A common problem that we have to deal with when handling sequences is: how to measure the similarity between them? Let us consider a use-case:

Clustering Sequences

Suppose we are given a bunch of sequences that have to be grouped based on similarities. How would we determine which of the sequences are alike?

For the sake of this article, let us suppose that the sequences are sine curves with varying noise, phase and frequency.

Fig 1. The Sine Curve dataset: Three classes of sine curves with varying noise, phase and frequency.

A Jupyter notebook with the code snippets can be found here.

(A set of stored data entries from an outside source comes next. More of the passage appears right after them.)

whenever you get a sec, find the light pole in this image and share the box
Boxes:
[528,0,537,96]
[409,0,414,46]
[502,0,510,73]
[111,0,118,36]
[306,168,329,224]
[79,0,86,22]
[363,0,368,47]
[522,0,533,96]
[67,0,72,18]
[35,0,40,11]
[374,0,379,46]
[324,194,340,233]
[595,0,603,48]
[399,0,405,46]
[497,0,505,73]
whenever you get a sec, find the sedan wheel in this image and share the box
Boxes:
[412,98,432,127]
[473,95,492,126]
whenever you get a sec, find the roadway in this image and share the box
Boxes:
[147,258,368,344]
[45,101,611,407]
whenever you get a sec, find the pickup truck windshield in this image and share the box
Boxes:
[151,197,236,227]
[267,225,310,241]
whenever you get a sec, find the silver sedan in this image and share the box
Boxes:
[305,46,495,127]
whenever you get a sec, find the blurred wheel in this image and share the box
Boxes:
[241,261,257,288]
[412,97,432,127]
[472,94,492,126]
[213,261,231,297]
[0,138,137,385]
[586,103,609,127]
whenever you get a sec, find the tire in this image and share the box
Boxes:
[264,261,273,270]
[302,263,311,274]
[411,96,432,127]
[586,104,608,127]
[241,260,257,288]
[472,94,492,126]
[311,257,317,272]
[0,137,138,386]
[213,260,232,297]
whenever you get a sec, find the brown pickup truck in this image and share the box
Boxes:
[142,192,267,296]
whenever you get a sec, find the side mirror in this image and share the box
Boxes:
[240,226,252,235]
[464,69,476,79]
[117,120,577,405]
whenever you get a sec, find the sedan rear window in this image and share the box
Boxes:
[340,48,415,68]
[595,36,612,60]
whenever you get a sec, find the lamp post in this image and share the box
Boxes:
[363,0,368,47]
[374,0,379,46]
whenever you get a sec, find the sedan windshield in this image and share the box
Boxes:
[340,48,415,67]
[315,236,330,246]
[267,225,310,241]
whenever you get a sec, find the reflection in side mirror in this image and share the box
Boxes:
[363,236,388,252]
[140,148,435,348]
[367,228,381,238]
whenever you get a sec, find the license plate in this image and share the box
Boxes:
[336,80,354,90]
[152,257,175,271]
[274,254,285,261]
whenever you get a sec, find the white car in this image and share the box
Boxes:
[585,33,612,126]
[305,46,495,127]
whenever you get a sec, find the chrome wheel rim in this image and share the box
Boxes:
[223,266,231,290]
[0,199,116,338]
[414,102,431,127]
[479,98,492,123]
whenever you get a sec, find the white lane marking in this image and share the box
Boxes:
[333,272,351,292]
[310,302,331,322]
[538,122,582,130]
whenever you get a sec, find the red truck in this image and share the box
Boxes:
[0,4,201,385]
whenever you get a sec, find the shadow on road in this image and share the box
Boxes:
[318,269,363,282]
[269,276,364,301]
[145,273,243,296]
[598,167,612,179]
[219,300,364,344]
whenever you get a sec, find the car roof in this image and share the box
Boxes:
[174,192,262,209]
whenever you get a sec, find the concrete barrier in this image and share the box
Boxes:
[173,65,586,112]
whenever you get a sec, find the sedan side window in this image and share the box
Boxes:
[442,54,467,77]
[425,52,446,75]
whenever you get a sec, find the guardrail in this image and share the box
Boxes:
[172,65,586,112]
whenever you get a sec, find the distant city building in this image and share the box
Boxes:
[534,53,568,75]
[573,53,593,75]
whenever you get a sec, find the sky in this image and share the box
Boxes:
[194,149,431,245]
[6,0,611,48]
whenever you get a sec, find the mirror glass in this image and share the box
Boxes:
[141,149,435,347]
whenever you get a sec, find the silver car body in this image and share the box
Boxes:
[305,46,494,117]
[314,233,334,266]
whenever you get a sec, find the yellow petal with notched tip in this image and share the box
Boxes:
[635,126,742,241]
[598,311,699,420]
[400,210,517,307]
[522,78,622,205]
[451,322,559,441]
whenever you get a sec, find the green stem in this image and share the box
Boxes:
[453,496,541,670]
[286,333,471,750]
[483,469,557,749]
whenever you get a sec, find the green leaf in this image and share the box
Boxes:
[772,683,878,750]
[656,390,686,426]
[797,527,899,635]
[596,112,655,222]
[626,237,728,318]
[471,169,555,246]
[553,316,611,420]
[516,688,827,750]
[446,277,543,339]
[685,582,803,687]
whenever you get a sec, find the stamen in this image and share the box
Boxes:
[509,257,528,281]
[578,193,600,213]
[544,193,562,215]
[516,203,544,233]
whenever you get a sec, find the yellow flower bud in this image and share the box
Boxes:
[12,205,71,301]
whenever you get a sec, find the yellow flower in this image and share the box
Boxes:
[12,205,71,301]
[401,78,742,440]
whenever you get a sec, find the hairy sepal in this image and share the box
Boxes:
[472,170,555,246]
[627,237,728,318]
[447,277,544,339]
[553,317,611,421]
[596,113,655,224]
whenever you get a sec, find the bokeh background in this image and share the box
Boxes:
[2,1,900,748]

Using machine learning, clustering may be one way to approach this problem. An important question arises: how would we encode the sequences as input features?

If we were to collapse the sequences into aggregates, such as mean and standard deviation, there is a chance that we mistakenly consider two sequences as similar (due to similar aggregates) that were temporally different. Fig. 2 shows one such example, where the sequences have identical mean, standard deviation, minima and maxima, yet they are temporally different.

Fig 2. Two different sequences, both having Mean= 2.1, Median= 2, Std. dev= 0.83, and Variance= 0.69.

The other option is to use the sequences themselves as features. We can employ sequential machine learning: after computing pairwise distances between sequences using a distance measure, such as Dynamic Time Warping or Frechet distance, we can use any traditional clustering algorithm to group similar sequences together.

Visual analysis of clusters

Now for the big question: after the clustering is complete, how do we measure the degree of cluster homogeneity – how similar the sequences are within each cluster?

Since each observation inside the clusters is a sequence, typical numeric measures based on cohesion and separation are not very meaningful. Performing dimensionality reduction in order to plot the 2D projection of the data using Principle Component Analysis or TSNE is a good option, but is not without its limitations.

Fig 3. TSNE plot of input sequences (sine curves). Each point is a 2D projection of an input sequence. The color denotes class.

Fig. 3 shows the TSNE plot of the Sine Curve dataset. Each point in this plot is a 2D projection of the input sequence. The data seems very well-separated in three classes. A TSNE plot shows an approximation of the data in a lower dimensionality, whereby the points close to each other are approximately similar to one another.

Indeed, dimensionality reduction gives one way to visualize sequence data, but it is only just an estimate. In the absence of ground truth, the TSNE plot cannot tell whether any clustering mistakes have been made, which is a huge problem. For this reason, it is important to view the cluster content and verify cluster quality. To this end, we use a modified variant of heatmaps, which we call Temporal heatmaps.

Each cluster gets its own temporal heatmap. In a temporal heatmap, each row represents a feature sequence. The longer the sequences, the wider the heatmap becomes. The key idea behind temporal heatmaps is to utilize the natural tendency of humans to detect visual patterns, also known as Pareidolia, to our benefit. This allows to clearly see regions of similarity in sequences.

Fig 4. Example temporal heatmap: Each row is a sequence; each sequence has 100 observations.

Fig. 4 shows an example of a temporal heatmap. It shows 10 sequences taken at random from one of the Sine Curve dataset classes. These sequences are all very similar with slight delays, which appear as rough vertical patterns.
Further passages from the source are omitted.